A Beer Review
Karben4 Brewing Company - Madison, WI
Smoked Porter, 6.5% ABV
$8.99 / six-pack of 12-oz. bottles at area retailers
From the quirky brewing team that brought you Fantasy Factory IPA (and its idiosyncratic pistol-packing-housecat-on-a-fire-breathing-unicorn label) comes this cyber-dystopian packaging of an American smoked porter.
Appearance: This beer pours with the foreshadowing menace of an oil slick on an obsidian highway in a Neal Stephenson novel. Photons are utterly lost among the ultra-fine mercurial bubbles, never seeing the other side of the glass. Despite the sinewy appearance of its incredible, viscous body, it takes a pretty aggressive pour to build a rocky, shimmering, caramel head that breaks down quickly and dissipates almost entirely.

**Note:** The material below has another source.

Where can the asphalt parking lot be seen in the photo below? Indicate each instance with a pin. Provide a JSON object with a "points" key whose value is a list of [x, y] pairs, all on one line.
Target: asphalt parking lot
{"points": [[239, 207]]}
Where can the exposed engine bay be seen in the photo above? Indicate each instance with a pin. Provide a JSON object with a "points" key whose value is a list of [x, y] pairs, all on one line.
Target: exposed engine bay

Aroma: If you can imagine what the denizens of the filthiest, smokiest tavern in a Kentish coal town in the 1880s would toast their dead with, you’d be pretty close. The slightly carbonized notes of second-crack roasted coffee beans, ashy carbonized malts, and brown bread are followed by delicate smoky strains of Stockholm pitch and bituminous coal…and that’s a good thing. The aroma is rich and complex, mysterious and alluring. The mildly spicy hop aroma is so distant that it seems more like a memory than a presence.

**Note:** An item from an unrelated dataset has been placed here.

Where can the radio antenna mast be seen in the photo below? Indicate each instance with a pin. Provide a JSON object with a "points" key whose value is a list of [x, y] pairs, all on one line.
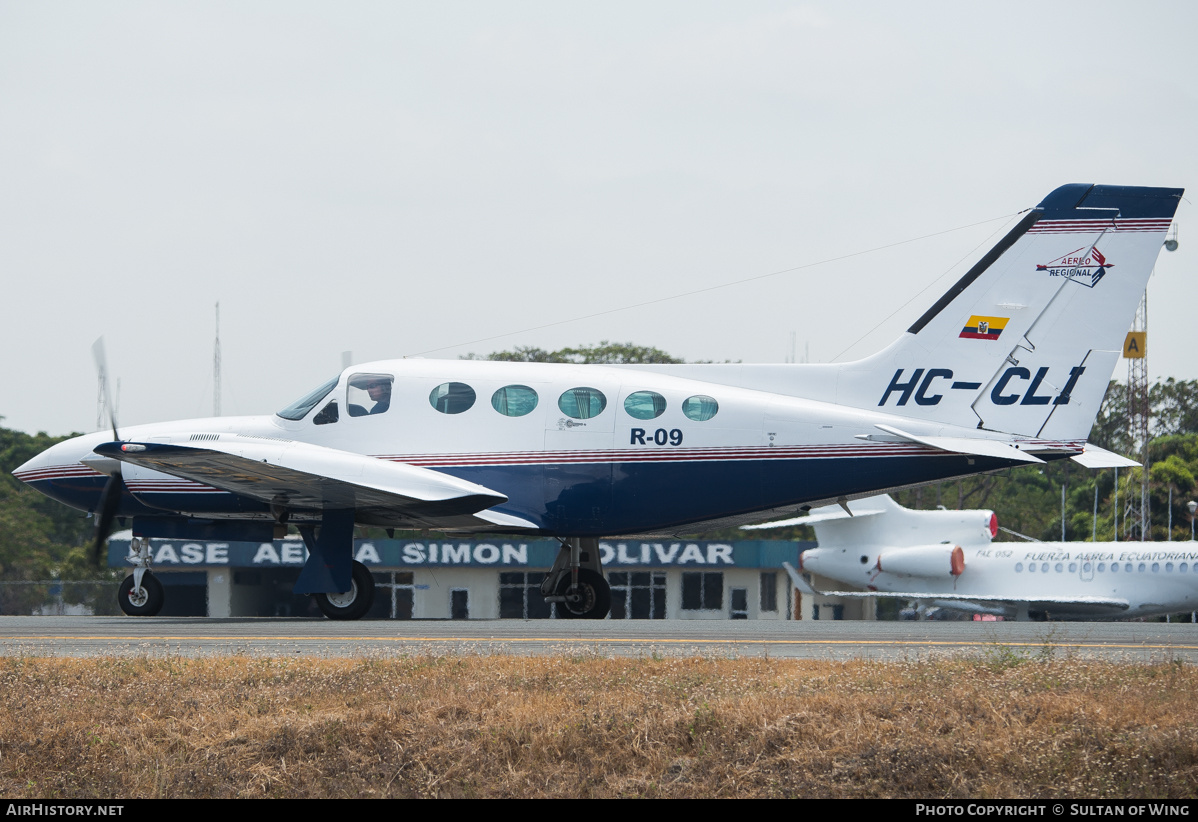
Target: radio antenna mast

Taste: If Captain Ahab made his morning coffee from seawater over a peat fire in the middle of an eclipse and sweetened it with the darkest blackstrap that the Indies could make. Elusive rumors of licorice, iodine, smoked salt, and molasses dance delicately around dominant flavors of dark cocoa, bonfire toffee, and licor de café. There is a noticeable boozy warmth balanced perfectly with a distant spicy hop finish with touches of cherry stones, oak tannin, and black peppercorns.
Presence: It’s practically a fistfight between Joyce and Poe refereed by Dylan Thomas. Complex and enigmatic, the mouthfeel is simultaneously creamy and sinuous, satiny smooth, and ruggedly effervescent. The body is substantial and serious with a sweet, silky creaminess that is balanced by a dry, oaky, sinewy acidity. The carbonation is vibrant and the hop acids lend just enough tart acidity and dryness to bring all of this cacophony of factors back together in a pleasantly harmonious finish with just a hint of woodsmoke.
X-factor: Paradox. How a beer can be simultaneously savory and refreshing, sweet and smoky, enormous and delicate is beyond the linguistic prowess of even this reviewer.
This is the epitome of a deep-winter fireside beer. Snuggle in with a snifter and pair it up with some crusty bread or rustic grainy crackers, heavily smoked charcuterie, and cheeses that are old enough to buy their own beer.